One more thing about Lamictal...I had a pdoc at the time who was a wiz with drugs. I mean, he knew every little intricacy about everything. He knew astounding details that I couldn't find in literature or on the net anywhere. Concerning Lamictal, he said it has some boosting effect on dopamine. He explained that is why I had a boost in sex drive, slight insomnia, and a boost in work productivity at the time. So, since you are focusing on dopamine, Lamictal might be the link in the chain you're looking for. But is it an arousal agent? I would call Adrafinil, Amisulpride, Ritalin, and Adderall arousal agents. I wouldn't put Lamictal on that same level, though I have to say it was in no way dulling or sedating. It could be a slightly arousing agent. I think its best potential may be in combination with other dopinergic drugs, so they work on dopamine in synergy from different angles.

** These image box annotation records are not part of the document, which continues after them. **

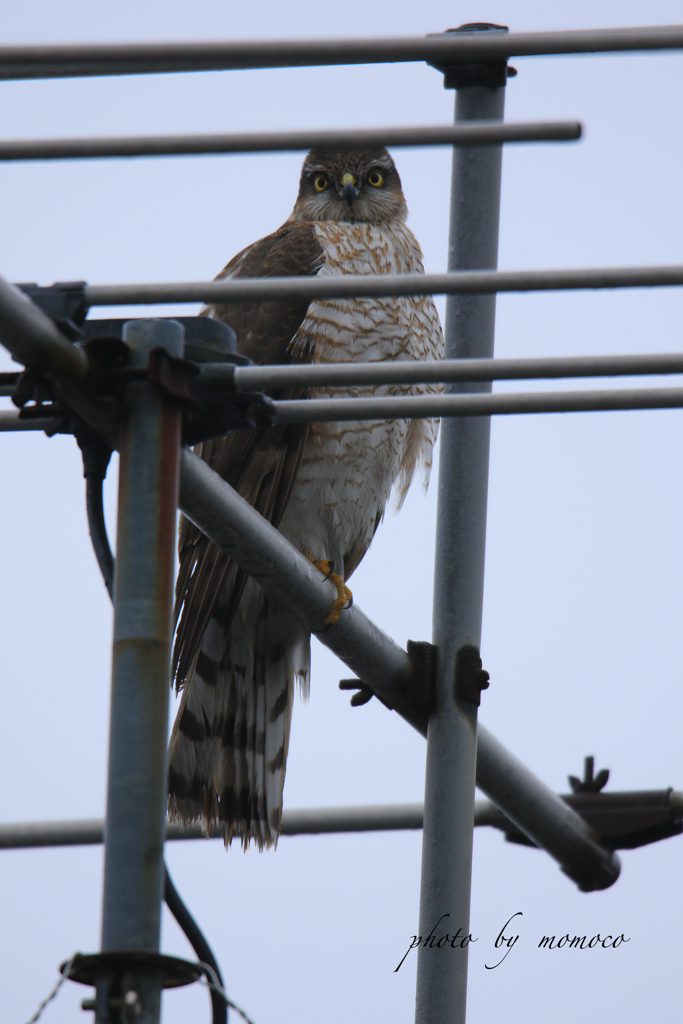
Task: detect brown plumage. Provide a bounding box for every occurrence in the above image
[169,150,442,847]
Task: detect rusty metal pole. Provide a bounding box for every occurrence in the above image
[415,25,507,1024]
[96,319,183,1024]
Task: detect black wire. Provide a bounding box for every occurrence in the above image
[74,424,114,600]
[164,862,227,1024]
[74,425,227,1024]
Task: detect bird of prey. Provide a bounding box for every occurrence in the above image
[169,148,443,849]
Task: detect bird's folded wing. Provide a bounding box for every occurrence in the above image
[173,222,325,689]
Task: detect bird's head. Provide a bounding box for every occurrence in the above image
[292,148,408,224]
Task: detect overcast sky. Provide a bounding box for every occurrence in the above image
[0,0,683,1024]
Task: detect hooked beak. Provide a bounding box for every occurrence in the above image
[339,172,359,206]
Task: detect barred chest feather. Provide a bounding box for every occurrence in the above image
[280,222,443,578]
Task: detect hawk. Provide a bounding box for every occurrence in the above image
[169,148,443,849]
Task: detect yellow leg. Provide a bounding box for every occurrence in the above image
[311,558,353,626]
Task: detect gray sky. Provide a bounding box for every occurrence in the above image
[0,0,683,1024]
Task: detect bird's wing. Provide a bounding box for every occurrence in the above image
[173,221,325,689]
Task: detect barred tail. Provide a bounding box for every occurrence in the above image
[169,580,310,850]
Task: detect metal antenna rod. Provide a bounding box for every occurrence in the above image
[96,319,183,1024]
[415,26,507,1024]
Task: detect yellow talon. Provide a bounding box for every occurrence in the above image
[311,558,353,626]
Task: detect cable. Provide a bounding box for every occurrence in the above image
[74,424,114,600]
[164,862,227,1024]
[74,436,229,1024]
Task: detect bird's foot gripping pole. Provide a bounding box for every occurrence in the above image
[311,558,353,626]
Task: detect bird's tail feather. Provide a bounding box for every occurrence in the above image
[169,580,310,849]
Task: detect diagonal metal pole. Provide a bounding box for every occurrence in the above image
[96,319,183,1024]
[415,26,507,1024]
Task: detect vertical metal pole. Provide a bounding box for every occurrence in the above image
[415,26,506,1024]
[97,319,183,1024]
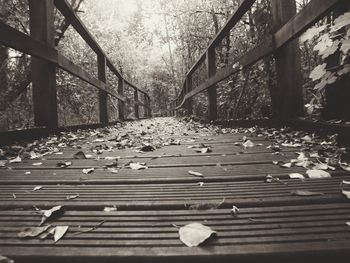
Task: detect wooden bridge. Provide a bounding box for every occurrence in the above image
[0,0,350,262]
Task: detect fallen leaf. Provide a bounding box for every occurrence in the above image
[9,156,22,163]
[73,220,106,236]
[105,160,118,167]
[289,173,305,179]
[179,223,216,247]
[107,168,119,174]
[129,163,148,170]
[306,170,332,179]
[313,163,329,170]
[231,205,239,215]
[83,168,95,174]
[73,151,87,159]
[291,190,324,196]
[33,185,43,191]
[341,180,350,185]
[105,156,120,161]
[103,206,118,212]
[265,174,280,183]
[301,135,312,142]
[29,151,42,160]
[140,144,156,152]
[17,225,51,238]
[56,161,72,168]
[53,226,69,243]
[341,190,350,199]
[242,140,254,148]
[66,194,79,200]
[281,163,292,168]
[92,139,105,142]
[197,147,212,153]
[188,171,204,177]
[39,205,63,226]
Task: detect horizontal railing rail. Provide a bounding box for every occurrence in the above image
[168,0,344,120]
[0,0,151,134]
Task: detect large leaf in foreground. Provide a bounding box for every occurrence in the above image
[179,223,216,247]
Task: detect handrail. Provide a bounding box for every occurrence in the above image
[168,0,344,118]
[0,0,151,133]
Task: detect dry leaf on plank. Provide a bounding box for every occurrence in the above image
[188,171,204,177]
[53,226,69,243]
[17,225,51,238]
[306,170,332,179]
[291,190,324,196]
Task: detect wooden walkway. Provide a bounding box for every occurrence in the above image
[0,118,350,262]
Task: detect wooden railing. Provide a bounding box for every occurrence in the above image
[0,0,151,131]
[168,0,346,120]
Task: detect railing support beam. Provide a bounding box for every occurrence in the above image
[118,78,125,121]
[271,0,304,119]
[97,54,108,124]
[185,75,193,115]
[134,88,140,119]
[29,0,58,130]
[206,48,218,121]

The bummer about it is the time it takes to give it a trial. Since you can only increase dose by 25mg a week to be on the safe side, it takes a while to get up into the 100mg to 200mg range to see what the effect is. But overall, I liked it much better than a whole lot of other drugs. If I had to choose my favorite Top 5 drugs out of say 20 or 30, Lamictal would be one of them. I liked Lamictal. Hhmmmm....
But in your shoes, I think I would do like you said...try 1/2 Adrafinil with Amisulpride. After much tweaking, I've found my best level is 25mg Amisulpride + 600 Adrafinil. This is definitely an arousal combination. But I had to work up to that level. I couldn't have started at 600mg Adrafinil. Too much too soon for me. 300mg Adrafinil isn't quite enough, while 600mg is almost to the point of inner tension, but just shy of it.
John
Posted by AndrewB on August 30, 2000, at 11:45:16
In reply to Re: Adderall-Andrew, posted by JohnL on August 30, 2000, at 4:04:01
John,
Good info John, thanks.
AndrewB
Posted by Laszlo on August 21, 2001, at 1:50:57
In reply to Adderall -- AndrewB, posted by Ed on August 24, 2000, at 16:56:29
Andrew,
What exactly are you taking these meds for? Scizophrenia?
Laszlo
Posted by AndrewB on August 22, 2001, at 3:10:36
In reply to Re: Adderall -- AndrewB, posted by Laszlo on August 21, 2001, at 1:50:57
Laszlo,
Those posts you've responded to are quite old. Since then I've added memantine to the adderall/selegiline/amisulpride along with klonopin at night. I take these med.s for dysthymia whose symptoms include low energy, low motivation, anhedonia, and low self esteem with constant negative thoughts. I also have comormid social aviodant personality (loosely related to social anxiety) where the world is viewed as a hostile place and I therefore want to withdraw from it. My current combo has eliminated all my symptoms.
No I don't have schizophrenia, though amisulpride is known mainly as neuroleptic for schizophrenia. However I take amisulpride at low doses. At these doses it has a different, most simply put, opposite mode of action than the higher doses taken for schizophrenia. Study after study has shown amisulpride to be effective for many in taking away dysthymia when used at low doses. Many people who occassion this board have given first hand accounts of it being effective for their dysthymia and/or social anxiety.
AndrewB
Posted by Laszlo on September 5, 2001, at 22:43:20
In reply to Re: Adderall -- AndrewB, posted by AndrewB on August 22, 2001, at 3:10:36
Andrew,
A friend of mine asked his doctor for Adderall for ADD. His doctor told him that Adderall gives diminishing returns in adults and warned that he would have to take more and more and would end up abusing. Instead, he put him on Wellbutrin. Any thoughts?
Laszlo
Posted by Zo on September 6, 2001, at 1:00:19
In reply to Re: Adderall -- AndrewB, posted by Laszlo on September 5, 2001, at 22:43:20
I have thoughts. That doctor is full of shit.
Best,
Zo
Posted by Laszlo on September 6, 2001, at 6:53:13
In reply to Re: Adderall -- AndrewB » Laszlo, posted by Zo on September 6, 2001, at 1:00:19
Thanks, Zo. You are a man of few words, but what words!
The doctor also told him that he would crash big time every few days.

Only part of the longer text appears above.